So, the S and P in LSP stands for Server and Protocol. The Protocol is to exchange JSON-RPC messages with a server. So to add a new language to Zed, we should just be able to direct Zed to the server to talk to right? No. You have to write an extension in Rust. https://zed.dev/docs/extensions/languages#language-servers.
Or am I missing something?
Congratz to the team. I really like zed and started using it quite early, loved the text threads and was using them a lot as I don't think llms fit in a box of only agents, they were a nice way to manage conversations, work through them, edit responses to lead the agent better, copy-paste full text, sad to see them go (text threads).
I'm trying right now the ACP with my own agent and I'm of mixed opinions but that's maybe because I care how my agent works. I believe that for the agent view a plain buffer with small ui elements would be the best ui for an agent conversation but I may have been spoiled by their text threads. I may spin a personal fork but the thought of tens of mins of compile time isn't that attractive.
Edit: I realized I started moving to terminal based editors like helix due to agents: claude -> codex -> custom pi, with the open sourcing of warp I was considering making a native integration for warp + pi but now I'm thinking zed's text threads (~17k lines) + pi might be a better way, any thoughts or ideas?
My biggest gripe with Zed right now (it seems they had changed the default force-formatting of source code) is that it is non-extensible.
I just wanted a custom action when I right click on a file (or multiple files) in the file tree - uh-oh, sorry, you can't have that.
Basically all text editors should be extensible. Emacs and vim, Notepad++ or Sublime - this is one of their core features. Do I need to explain this to the HN crowd?
GPU acceleration is nice, and in general, the whole basic editing experience is quite nice. But lack of extensibility is just a punch below the belt.
Maybe Zed 2.0 will be worth another look.
I love Zed and have been using it for years. I’ve been especially excited about multi-agent support—it feels like it could be a genuinely powerful model.
That said, the current UX is pretty confusing.

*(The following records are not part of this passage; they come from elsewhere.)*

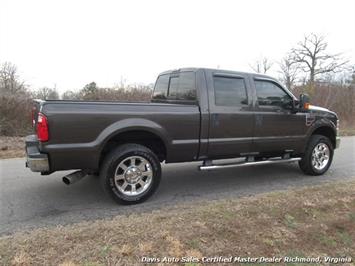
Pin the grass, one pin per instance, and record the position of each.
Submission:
(314, 221)
(12, 147)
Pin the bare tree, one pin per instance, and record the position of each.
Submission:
(289, 71)
(46, 94)
(313, 59)
(262, 65)
(9, 80)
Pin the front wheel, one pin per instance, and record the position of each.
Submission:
(130, 174)
(318, 156)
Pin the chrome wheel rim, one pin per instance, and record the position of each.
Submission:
(320, 156)
(133, 176)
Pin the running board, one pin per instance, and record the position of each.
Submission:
(270, 161)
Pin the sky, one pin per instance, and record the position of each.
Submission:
(67, 44)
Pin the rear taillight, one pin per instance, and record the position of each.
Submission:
(33, 116)
(42, 127)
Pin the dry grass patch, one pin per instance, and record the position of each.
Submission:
(315, 221)
(12, 147)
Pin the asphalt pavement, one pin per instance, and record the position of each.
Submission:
(29, 200)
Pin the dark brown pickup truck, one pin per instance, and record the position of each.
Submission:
(195, 115)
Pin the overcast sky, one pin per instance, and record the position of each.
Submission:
(68, 44)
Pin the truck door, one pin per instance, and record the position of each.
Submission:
(231, 114)
(277, 127)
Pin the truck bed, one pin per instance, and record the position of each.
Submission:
(79, 129)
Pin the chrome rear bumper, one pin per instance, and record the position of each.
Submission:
(35, 160)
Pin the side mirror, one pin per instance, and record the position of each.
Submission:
(304, 102)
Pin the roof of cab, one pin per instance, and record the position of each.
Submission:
(194, 69)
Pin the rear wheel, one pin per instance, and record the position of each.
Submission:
(318, 156)
(131, 173)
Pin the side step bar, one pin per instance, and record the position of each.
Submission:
(246, 163)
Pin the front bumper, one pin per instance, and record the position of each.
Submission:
(337, 142)
(36, 161)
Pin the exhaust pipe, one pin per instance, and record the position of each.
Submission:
(74, 177)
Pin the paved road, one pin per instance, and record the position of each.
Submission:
(29, 200)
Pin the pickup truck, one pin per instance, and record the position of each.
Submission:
(195, 114)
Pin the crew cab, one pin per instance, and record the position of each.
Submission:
(195, 114)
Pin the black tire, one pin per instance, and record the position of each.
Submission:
(306, 163)
(117, 157)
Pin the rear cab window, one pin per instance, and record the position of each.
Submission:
(230, 91)
(176, 88)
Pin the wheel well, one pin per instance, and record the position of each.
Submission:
(145, 138)
(327, 132)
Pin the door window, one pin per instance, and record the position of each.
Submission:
(183, 87)
(229, 91)
(270, 94)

There’s a mismatch in visual hierarchy: selecting an agent in the sidebar appears to change the entire editor’s worktree/branch, but the worktree/branch selector lives in the window titlebar, which strongly implies it controls the whole window. So it’s unclear which is the source of truth—the agent or the window.
That ambiguity shows up in the workflow too. If I want to create a new branch/worktree and then start an agent on it, I can’t do that directly. I have to:
1. create an agent 2. start a conversation (to instantiate it) 3. then switch the branch/worktree
That ordering feels backwards—I’d expect to define the context first, then start the agent.

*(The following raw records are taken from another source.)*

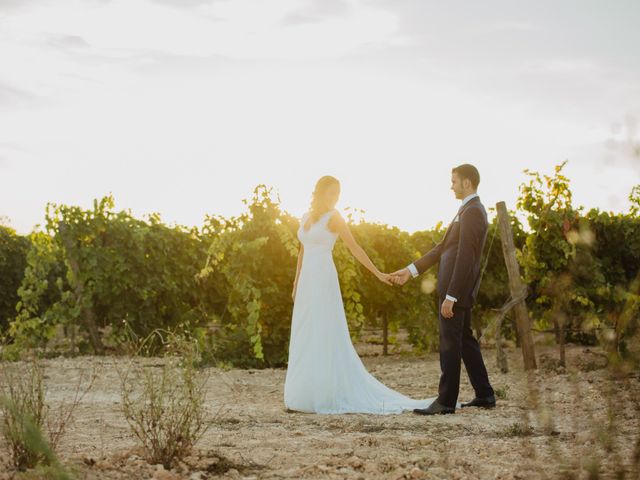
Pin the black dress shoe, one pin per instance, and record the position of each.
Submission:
(434, 409)
(482, 402)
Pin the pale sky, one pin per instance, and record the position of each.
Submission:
(183, 106)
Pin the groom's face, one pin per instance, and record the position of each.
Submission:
(456, 186)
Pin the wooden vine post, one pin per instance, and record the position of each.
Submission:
(88, 316)
(516, 287)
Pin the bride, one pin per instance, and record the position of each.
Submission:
(325, 373)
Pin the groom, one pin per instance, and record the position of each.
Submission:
(459, 255)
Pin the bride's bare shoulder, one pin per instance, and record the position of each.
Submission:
(335, 221)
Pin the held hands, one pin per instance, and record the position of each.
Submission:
(384, 278)
(401, 276)
(396, 278)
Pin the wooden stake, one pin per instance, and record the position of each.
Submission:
(516, 287)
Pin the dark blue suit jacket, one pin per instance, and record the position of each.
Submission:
(459, 254)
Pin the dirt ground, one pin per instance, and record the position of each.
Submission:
(567, 435)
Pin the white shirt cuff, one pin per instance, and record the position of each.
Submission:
(414, 271)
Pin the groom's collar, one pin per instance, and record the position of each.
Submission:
(468, 198)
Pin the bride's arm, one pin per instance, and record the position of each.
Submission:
(338, 225)
(295, 282)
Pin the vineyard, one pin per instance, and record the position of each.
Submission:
(101, 290)
(92, 280)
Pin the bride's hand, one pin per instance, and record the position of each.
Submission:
(384, 278)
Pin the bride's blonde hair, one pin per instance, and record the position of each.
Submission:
(319, 204)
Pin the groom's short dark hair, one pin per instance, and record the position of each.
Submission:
(469, 172)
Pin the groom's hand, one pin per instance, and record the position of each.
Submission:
(401, 277)
(447, 308)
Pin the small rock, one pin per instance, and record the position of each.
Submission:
(416, 473)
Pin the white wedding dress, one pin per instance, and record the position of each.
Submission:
(325, 373)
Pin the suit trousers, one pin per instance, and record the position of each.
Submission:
(457, 344)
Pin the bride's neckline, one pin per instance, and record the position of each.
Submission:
(304, 225)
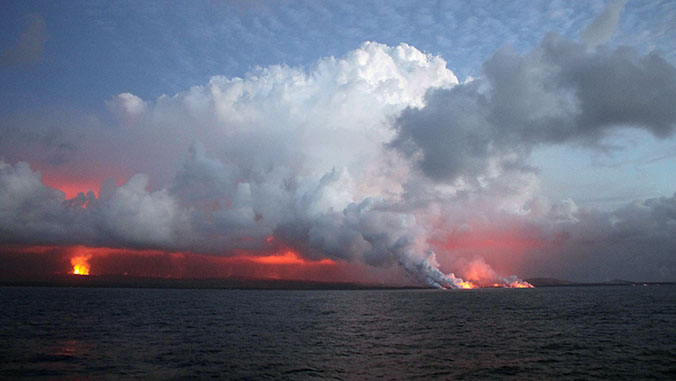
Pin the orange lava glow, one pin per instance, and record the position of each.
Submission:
(466, 285)
(80, 265)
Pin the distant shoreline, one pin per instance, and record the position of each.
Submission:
(115, 281)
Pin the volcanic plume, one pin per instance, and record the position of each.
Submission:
(379, 158)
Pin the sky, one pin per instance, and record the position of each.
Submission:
(391, 142)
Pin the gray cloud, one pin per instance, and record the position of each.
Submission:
(560, 92)
(302, 155)
(601, 30)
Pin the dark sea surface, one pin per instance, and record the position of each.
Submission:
(618, 332)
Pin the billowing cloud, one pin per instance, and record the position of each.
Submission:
(559, 93)
(379, 157)
(601, 30)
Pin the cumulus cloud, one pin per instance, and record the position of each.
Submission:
(559, 93)
(379, 157)
(602, 28)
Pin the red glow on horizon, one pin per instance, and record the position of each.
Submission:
(81, 260)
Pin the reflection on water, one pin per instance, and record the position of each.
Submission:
(570, 333)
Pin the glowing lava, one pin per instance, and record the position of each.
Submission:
(80, 265)
(466, 285)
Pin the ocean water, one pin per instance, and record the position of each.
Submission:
(543, 333)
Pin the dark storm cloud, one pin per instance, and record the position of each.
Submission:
(562, 92)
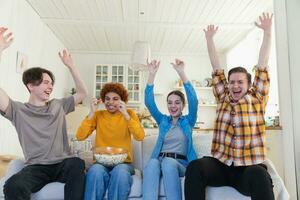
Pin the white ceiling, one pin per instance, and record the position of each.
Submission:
(171, 26)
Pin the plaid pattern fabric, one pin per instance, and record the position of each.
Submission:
(239, 130)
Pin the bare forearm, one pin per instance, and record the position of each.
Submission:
(214, 60)
(183, 76)
(151, 78)
(264, 50)
(4, 100)
(81, 91)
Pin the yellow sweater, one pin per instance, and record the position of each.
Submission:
(112, 130)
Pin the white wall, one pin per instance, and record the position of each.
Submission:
(34, 39)
(287, 38)
(197, 68)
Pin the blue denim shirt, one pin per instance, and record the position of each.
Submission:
(186, 122)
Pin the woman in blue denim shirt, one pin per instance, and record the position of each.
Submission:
(174, 146)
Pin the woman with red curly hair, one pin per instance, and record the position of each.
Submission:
(114, 127)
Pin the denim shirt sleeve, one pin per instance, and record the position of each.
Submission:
(151, 105)
(192, 103)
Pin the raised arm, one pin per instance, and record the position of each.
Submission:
(210, 31)
(265, 23)
(152, 67)
(5, 41)
(81, 91)
(190, 92)
(179, 67)
(149, 94)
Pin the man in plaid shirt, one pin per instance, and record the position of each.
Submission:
(238, 147)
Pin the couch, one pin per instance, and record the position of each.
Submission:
(142, 151)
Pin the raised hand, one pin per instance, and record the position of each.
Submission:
(178, 65)
(210, 31)
(265, 22)
(264, 53)
(5, 40)
(153, 66)
(66, 58)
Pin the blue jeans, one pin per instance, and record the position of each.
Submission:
(171, 170)
(116, 180)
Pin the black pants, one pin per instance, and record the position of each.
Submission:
(34, 177)
(252, 181)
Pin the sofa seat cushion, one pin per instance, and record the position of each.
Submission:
(51, 191)
(224, 193)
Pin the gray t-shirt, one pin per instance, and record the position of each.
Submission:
(42, 129)
(175, 141)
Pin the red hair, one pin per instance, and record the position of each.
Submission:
(117, 88)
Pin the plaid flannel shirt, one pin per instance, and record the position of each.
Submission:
(239, 130)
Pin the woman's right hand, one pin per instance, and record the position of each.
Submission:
(153, 66)
(210, 31)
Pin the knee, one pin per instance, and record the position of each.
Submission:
(96, 171)
(121, 173)
(258, 175)
(168, 163)
(13, 187)
(75, 164)
(153, 164)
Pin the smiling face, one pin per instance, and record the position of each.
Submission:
(112, 101)
(238, 85)
(42, 91)
(175, 105)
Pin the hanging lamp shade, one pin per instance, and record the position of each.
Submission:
(141, 52)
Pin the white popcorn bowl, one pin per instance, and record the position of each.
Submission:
(110, 156)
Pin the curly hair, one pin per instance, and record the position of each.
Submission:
(116, 88)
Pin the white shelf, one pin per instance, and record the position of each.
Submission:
(196, 88)
(207, 105)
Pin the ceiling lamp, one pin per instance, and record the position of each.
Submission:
(141, 52)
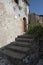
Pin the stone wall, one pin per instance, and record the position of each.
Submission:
(33, 18)
(10, 27)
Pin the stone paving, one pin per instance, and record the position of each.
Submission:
(4, 60)
(40, 62)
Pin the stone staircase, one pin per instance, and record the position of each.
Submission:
(41, 48)
(23, 51)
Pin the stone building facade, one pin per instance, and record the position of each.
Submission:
(33, 18)
(11, 15)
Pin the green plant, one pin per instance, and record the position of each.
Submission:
(29, 28)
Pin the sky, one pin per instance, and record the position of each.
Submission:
(36, 6)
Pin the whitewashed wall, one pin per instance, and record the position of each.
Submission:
(10, 22)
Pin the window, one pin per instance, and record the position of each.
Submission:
(16, 1)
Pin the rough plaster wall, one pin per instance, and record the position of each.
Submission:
(9, 26)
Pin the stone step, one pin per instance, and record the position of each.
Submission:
(18, 48)
(41, 49)
(24, 40)
(26, 36)
(24, 44)
(13, 54)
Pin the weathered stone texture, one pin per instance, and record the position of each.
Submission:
(10, 21)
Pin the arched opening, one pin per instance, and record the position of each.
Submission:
(24, 24)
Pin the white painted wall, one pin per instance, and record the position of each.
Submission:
(10, 22)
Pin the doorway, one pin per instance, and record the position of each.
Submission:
(24, 24)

Even basic navigation is unclear. If I switch the branch in the titlebar, does that affect the current agent, or the whole window? If I want to return to a previous worktree, is that tied to the agent or not? I still don’t have a solid mental model.
It feels like there are two competing concepts:
* agents as independent workspaces * the window as the workspace
Right now they overlap in a way that’s hard to reason about.

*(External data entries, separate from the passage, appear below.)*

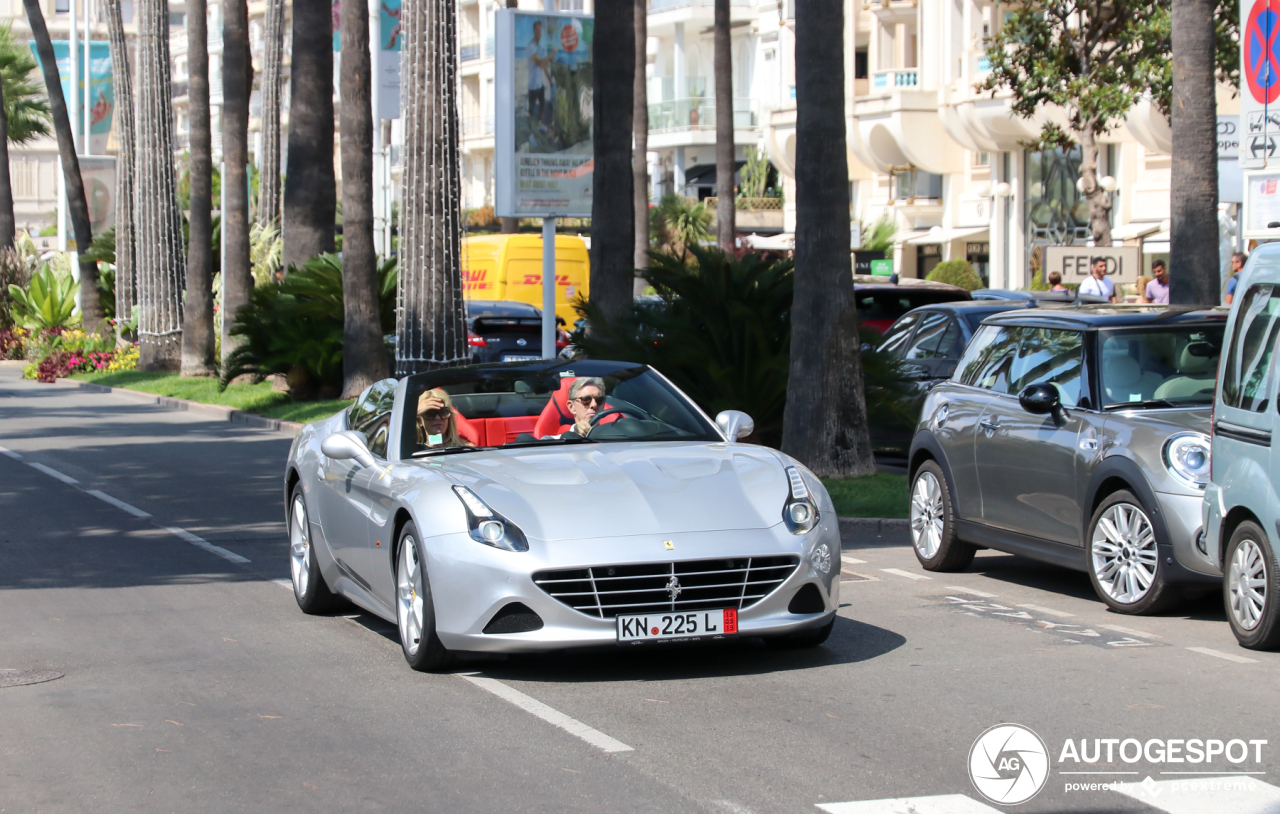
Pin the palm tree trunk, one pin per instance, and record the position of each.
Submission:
(237, 82)
(310, 184)
(364, 360)
(269, 163)
(161, 260)
(824, 424)
(126, 248)
(612, 207)
(726, 225)
(430, 329)
(77, 205)
(8, 224)
(1194, 273)
(640, 136)
(197, 335)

The feature has a lot of promise, but the current UX makes it difficult to predict what’s going to happen, which makes it hard to rely on.
Does a native UI experience have no value these days? I mean--amazing achievement building an alternate GPU-accelerated UI framework from scratch, and I do love the responsiveness, but this leaves you with a non-native app that doesn't follow OS conventions and will not get appearance and behavior updates going forward without a lot of additional effort.
Just downloaded it and installed the C# language plugin because I need to use that for work. For some unknown reason the program grinds to an absolute halt. I cannot even close it properly anymore. If I type something it appends roughly one character per second.
Not sure if it is the plugin or something else, but unfortunately makes it very hard to try out for me.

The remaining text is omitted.